Favoriete Achterhoekse artiest/kunstenaar:
“Een jongedame uit Doesburg, Rosalie de Graaf. Ze noemt zich ‘RoosArt’ en maakt graffiti en street-art, ik kom haar werk op veel plekken tegen. Op die leeftijd zulke mooie dingen maken en daarmee de wereld overgaan. Ik vind haar stijl mooi, maar ook dat zij de zichtbaarheid op zo’n jonge leeftijd al heeft gevonden.”

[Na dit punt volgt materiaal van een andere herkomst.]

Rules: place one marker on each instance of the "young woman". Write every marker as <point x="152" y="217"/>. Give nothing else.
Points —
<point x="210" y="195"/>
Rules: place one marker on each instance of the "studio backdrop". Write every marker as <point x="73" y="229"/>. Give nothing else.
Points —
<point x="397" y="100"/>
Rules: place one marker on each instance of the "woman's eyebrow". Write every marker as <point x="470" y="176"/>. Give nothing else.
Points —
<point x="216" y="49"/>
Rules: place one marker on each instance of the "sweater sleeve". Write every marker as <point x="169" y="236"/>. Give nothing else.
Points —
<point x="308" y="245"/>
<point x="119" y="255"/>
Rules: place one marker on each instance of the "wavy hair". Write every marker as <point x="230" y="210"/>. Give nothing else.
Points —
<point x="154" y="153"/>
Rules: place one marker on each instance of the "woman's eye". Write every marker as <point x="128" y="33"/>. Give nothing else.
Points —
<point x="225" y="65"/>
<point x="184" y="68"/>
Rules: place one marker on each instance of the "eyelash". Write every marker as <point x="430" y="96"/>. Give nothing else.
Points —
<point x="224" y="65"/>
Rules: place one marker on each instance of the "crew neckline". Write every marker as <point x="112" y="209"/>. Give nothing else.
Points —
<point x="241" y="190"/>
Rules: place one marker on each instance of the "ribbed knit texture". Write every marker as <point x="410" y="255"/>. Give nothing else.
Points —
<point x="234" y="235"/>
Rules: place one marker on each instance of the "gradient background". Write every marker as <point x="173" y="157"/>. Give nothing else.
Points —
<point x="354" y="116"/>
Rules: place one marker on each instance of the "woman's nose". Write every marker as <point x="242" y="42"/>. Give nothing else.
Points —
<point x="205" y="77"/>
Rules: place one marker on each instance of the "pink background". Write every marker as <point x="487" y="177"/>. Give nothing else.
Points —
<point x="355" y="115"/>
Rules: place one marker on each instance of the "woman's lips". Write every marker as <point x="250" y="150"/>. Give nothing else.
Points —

Lekkerste Achterhoekse gerecht/drank:
“’Het Achterhoekertje’, het likeurtje met stoofpeertjessmaak uit de groene fles. Niemand in mijn omgeving vindt het te drinken; mijn broertje niet, mijn vriendin niet en mijn vrienden niet, maar ik vind ‘m heerlijk.”

Mooiste Achterhoekse lied:
“Deurdonderen van Normaal, dat heb ik nog geplaybackt op de basisschool. Het heeft een geweldig intro en een gitaar- en saxofoonsolo, bijna in de stijl van de E-streetband maar dan op zijn Achterhoeks. Toch denk ik ook dat mijn favoriete Achterhoekse nummer nog niet bestaat en dat ‘de Boetners’ dat met een aantal jaar gaan maken.

Mooiste Achterhoekse uitdrukking:
“Mijn favoriete Achterhoekse zin komt uit het lied Beernd van Kuperi-j van Boh Foi Toch: ‘De kieften reert hoog an de loch’, het is qua klank mooi en qua beeld. Het lentegevoel en het optimisme zitten erin.”